What a difference a year can make!
Since last April, Hollywood4WRD has housed 35 people with 25 more in the pipeline. They've also seen the development of two new, local supportive housing complexes and have successfully leveraged their Registry Week data to win nearly $800,000 in grant money from the Corporation for Supportive Housing, Fannie Mae, and Los Angeles County!
Hollywood4WRD began in 2008, when representatives of the Hollywood business community, in conjunction with local government officials, social service providers, the non-profit sector and the faith community began meeting on a monthly basis to discuss a shared commitment to ending homelessness.
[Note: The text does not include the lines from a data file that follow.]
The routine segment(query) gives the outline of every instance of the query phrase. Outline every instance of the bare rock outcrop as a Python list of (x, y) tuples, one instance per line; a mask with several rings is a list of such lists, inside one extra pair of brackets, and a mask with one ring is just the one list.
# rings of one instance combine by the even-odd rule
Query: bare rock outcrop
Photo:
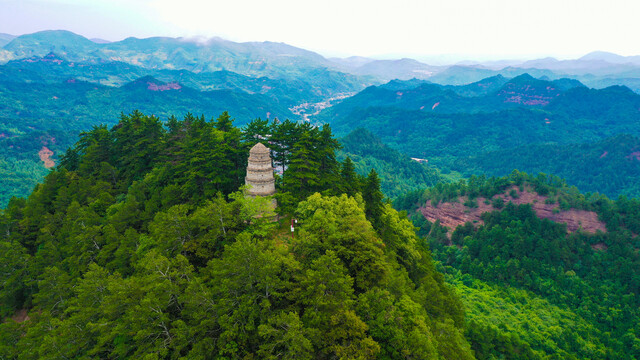
[[(511, 191), (515, 191), (517, 196), (510, 196), (509, 193)], [(569, 232), (581, 230), (593, 234), (598, 230), (602, 232), (607, 231), (605, 224), (598, 219), (598, 214), (595, 212), (576, 209), (558, 211), (556, 210), (558, 207), (557, 204), (547, 204), (546, 196), (538, 195), (531, 189), (519, 191), (517, 187), (512, 187), (505, 193), (496, 195), (493, 198), (496, 197), (503, 198), (505, 203), (512, 202), (516, 205), (531, 204), (538, 217), (557, 223), (565, 223), (567, 224), (567, 230)], [(466, 197), (460, 197), (457, 202), (440, 203), (438, 206), (427, 203), (421, 207), (419, 211), (427, 220), (431, 222), (440, 220), (442, 226), (453, 230), (458, 225), (464, 225), (467, 221), (481, 225), (483, 221), (480, 215), (488, 211), (496, 210), (491, 204), (485, 204), (485, 200), (487, 200), (485, 198), (476, 199), (477, 207), (465, 206), (464, 203), (466, 200)]]

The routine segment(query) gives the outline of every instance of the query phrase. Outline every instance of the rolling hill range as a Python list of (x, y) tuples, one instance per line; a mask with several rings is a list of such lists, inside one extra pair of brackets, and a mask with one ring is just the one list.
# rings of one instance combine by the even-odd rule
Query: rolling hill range
[[(628, 136), (640, 136), (640, 95), (626, 87), (596, 90), (529, 75), (460, 87), (402, 84), (369, 87), (315, 119), (337, 134), (366, 128), (444, 173), (504, 175), (517, 168), (566, 176), (585, 191), (639, 195), (629, 181), (638, 160)], [(605, 151), (616, 155), (600, 164)]]
[[(638, 57), (605, 52), (593, 52), (570, 60), (464, 61), (434, 66), (407, 58), (325, 58), (312, 51), (274, 42), (236, 43), (221, 38), (167, 37), (106, 42), (64, 30), (17, 37), (4, 34), (0, 36), (0, 47), (0, 63), (44, 57), (54, 52), (70, 62), (123, 62), (154, 70), (194, 73), (226, 70), (251, 77), (303, 79), (322, 76), (334, 78), (332, 81), (337, 77), (344, 78), (345, 86), (352, 90), (393, 79), (418, 78), (444, 85), (464, 85), (496, 75), (511, 78), (529, 73), (537, 78), (575, 78), (594, 88), (625, 85), (640, 91)], [(319, 70), (322, 71), (318, 73)]]
[(638, 358), (638, 205), (517, 171), (395, 202), (461, 294), (482, 359)]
The group, whose name stands for 4 Walls, a Roof and a Door aims to end homeless in Hollywood by 2018.
Organizers say their success over the last year demonstrates what they call the "Gravitational Pull Theory."
"The gravitational pull of the human lives revealed in the Homeless Registry attracts critical forces necessary to end homelessness," states one of the group's key vision documents.
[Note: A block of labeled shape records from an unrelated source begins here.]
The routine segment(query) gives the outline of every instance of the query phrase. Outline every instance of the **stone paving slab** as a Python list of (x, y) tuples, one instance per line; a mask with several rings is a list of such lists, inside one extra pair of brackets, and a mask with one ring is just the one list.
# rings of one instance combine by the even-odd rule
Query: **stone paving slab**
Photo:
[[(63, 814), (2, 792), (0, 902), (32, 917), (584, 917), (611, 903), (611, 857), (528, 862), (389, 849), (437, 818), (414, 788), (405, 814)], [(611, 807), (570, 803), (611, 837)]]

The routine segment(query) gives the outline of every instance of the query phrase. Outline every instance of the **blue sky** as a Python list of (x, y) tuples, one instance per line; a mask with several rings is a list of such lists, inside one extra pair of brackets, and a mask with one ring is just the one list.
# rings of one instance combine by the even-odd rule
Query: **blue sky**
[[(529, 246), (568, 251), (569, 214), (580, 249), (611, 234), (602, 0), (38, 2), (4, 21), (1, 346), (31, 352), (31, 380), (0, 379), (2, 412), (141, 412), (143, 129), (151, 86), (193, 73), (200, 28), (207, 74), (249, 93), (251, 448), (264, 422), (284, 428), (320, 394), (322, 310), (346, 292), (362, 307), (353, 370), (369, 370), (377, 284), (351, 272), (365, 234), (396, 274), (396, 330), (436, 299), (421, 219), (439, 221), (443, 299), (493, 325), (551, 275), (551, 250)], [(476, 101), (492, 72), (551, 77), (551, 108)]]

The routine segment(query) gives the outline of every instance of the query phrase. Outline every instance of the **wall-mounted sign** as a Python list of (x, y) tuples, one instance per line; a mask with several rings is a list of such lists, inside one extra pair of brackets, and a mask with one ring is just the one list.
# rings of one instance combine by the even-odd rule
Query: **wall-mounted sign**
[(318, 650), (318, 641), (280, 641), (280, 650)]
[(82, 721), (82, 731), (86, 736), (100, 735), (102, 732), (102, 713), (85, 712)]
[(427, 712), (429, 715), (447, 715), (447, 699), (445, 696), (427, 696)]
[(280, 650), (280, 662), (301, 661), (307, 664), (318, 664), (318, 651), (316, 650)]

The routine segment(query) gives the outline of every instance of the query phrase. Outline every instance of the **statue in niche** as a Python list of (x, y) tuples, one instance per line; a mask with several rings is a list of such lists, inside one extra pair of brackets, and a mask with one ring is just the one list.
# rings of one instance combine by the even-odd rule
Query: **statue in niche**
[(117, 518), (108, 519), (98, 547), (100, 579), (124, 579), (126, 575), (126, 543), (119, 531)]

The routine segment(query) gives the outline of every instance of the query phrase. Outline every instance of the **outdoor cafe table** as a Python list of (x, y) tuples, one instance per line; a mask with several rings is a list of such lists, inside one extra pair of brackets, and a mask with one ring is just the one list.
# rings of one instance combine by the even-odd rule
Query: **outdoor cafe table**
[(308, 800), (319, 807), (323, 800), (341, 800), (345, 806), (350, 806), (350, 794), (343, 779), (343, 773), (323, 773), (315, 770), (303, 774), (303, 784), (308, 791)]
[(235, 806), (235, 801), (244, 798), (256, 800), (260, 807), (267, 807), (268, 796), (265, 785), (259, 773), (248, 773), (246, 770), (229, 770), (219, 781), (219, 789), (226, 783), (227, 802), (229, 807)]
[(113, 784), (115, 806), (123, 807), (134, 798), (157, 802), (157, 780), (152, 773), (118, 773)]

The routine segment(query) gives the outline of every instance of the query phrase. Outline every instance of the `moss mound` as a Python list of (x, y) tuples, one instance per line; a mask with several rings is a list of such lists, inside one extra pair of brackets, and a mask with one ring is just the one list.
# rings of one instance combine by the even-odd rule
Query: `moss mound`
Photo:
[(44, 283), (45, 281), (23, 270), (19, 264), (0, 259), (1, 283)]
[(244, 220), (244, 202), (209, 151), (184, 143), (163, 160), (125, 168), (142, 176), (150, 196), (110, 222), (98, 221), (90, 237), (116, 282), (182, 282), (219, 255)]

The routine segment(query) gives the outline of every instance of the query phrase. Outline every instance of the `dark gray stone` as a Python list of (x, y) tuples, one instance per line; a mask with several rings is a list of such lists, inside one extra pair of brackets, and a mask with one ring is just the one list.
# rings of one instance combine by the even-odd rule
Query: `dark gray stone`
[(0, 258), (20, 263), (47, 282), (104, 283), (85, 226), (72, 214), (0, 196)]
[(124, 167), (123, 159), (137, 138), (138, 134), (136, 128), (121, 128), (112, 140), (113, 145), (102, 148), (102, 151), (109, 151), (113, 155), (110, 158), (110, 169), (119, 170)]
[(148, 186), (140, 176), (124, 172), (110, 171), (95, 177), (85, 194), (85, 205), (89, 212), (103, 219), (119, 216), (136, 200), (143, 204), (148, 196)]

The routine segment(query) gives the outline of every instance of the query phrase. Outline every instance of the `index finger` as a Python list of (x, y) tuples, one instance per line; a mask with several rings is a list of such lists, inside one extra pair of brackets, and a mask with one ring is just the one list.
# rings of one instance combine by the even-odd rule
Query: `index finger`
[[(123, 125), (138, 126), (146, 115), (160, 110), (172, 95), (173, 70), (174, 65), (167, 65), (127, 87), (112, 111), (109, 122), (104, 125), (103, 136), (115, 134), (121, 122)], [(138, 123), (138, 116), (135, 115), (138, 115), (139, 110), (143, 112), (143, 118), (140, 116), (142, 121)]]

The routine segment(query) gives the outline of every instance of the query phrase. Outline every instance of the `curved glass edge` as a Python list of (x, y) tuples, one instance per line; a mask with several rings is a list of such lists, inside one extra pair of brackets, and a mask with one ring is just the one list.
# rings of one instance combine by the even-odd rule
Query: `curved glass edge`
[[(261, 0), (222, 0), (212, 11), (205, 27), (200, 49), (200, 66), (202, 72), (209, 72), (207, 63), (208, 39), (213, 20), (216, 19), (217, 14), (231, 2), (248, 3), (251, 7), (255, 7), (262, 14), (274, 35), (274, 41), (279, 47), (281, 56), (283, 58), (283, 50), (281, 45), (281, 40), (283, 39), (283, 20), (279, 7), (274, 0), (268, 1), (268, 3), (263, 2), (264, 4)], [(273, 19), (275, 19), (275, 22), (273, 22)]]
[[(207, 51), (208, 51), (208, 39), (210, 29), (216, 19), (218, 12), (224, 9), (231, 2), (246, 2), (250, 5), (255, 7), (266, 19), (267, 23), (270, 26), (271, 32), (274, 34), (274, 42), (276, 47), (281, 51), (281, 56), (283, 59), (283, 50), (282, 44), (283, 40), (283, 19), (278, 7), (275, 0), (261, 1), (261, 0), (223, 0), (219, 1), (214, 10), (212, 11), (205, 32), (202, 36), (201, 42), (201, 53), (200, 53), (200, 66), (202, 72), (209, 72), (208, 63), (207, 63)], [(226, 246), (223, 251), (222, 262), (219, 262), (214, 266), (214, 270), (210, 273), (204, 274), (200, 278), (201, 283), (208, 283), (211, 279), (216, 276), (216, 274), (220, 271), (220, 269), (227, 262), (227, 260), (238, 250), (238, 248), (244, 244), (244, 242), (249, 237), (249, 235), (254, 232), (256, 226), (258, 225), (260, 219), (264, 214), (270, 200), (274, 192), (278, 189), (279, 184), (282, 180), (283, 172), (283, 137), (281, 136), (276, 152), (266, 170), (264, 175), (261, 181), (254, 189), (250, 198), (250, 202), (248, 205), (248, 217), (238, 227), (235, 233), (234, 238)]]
In other words, the best way for communities to address a perceived lack of resources is to develop the clearest possible picture of who they're serving and what they need.
The Hollywood4WRD event featured video and in-person success stories from several of the 35 people that have moved into housing in the last year and raised high hopes for more than 25 others currently in the housing pipeline. Organizers also enjoyed a huge outpouring of support from local leaders in the business, government, and non-profit sectors, including LA County Supervisor Zev Yaroslavsky and City Council President Eric Garcetti.
"The only way to end homelessness is to all be part of the same team," Yaroslavsky told the gathered crowd. "The same thing that's working to house 35 people in Hollywood can work to house 4,500 people in L.A."
Helmut Hermann, a formerly homeless man who moved into a permanent apartment earlier this year, agreed. "When I was homeless, many people brought me sandwiches," explained Helmann, before saying that only the Hollywood4WRD project helped him get off the streets and into housing.
The event also highlighted opportunities for collaboration within L.A.'s emerging regional approach to ending homelessness. That approach includes organizations like the Campaign as well as major initiatives like Home For Good, L.A. County's bold plan to end chronic and veterans homelessness by 2015.
"Homelessness doesn't respect city or county boundaries," said Zaroslavsky, an early Home for Good supporter. "We need to leave our egos at the door."
That vision is already helping to end Los Angeles' reign as the homelessness capital of America.